Copper sheet is expensive. I wonder if another kind of metal would work? You wouldn't have a scrap laying around woud you?


----------



## killer13 (Aug 24, 2005)

LivingDeadGuy said:


> Copper sheet is expensive. I wonder if another kind of metal would work? You wouldn't have a scrap laying around woud you?


no sorry. you can also use brass. i found a good place for that is your local train hobby store.


----------



## LivingDeadGuy (Nov 22, 2008)

Hobby Lobby has copper too. Just found out. Now all I need is some plexiglass blades!


----------



## Kenpilot (Jul 9, 2007)

killer13 said:


> Thanks! I have since 'distressed' the glove. It looks a lot more movie-esque.


How did you distress the glove and do you have pics of it after you distressed it??? Great looking prop btw


----------



## killer13 (Aug 24, 2005)

When I first finished the glove it was shiny copper and looked brand new, including the leather.
For the copper I rubbed my fingers all over making sure I covered every inch. Doing that put my skin oils all over it helping the copper tarnish. I also randomly applied heat to the copper, which discolored it even more.
For the leather glove I cut and frayed the wrist portion and then used some black shoe polish to "dirty" up the leather.

I will post pics soon.


----------



## Kenpilot (Jul 9, 2007)

killer13 said:


> When I first finished the glove it was shiny copper and looked brand new, including the leather.
> For the copper I rubbed my fingers all over making sure I covered every inch. Doing that put my skin oils all over it helping the copper tarnish.

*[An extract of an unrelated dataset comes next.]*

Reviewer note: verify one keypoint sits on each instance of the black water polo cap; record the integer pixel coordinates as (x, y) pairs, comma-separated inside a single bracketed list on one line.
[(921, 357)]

I also randomly applied heat to the copper, which discolored it even more.
> For the leather glove I cut and frayed the wrist portion and then used some black shoe polish to "dirty" up the leather.
> 
> I will post pics soon.


Awesome, thanks Killer!


----------



## Terror Tom (Nov 3, 2008)

Very nice work.


----------



## DeathClutch (May 16, 2010)

Very nicely done.


----------



## keaganater (Jan 19, 2011)

if you use a propane torch to distress the metal, and grease, it makes the hinge turn easier


----------



## Misdomt (Oct 26, 2010)

That is fantastic. Great Job. I've always wanted a Freddy glove, so after Halloween, I bought a plastic replica. it looks pretty good, but now.... boooahahhahah. I think i'm gonna try to make yours. (Now, where do I get some magnesium to make those sparks Hmmmm.)


----------



## killer13 (Aug 24, 2005)

Thanks! Yeah that would be cool to rig up a glove to spark when you dragged it along a metal surface!


----------



## Predator35 (Nov 8, 2010)

awesome job...........


----------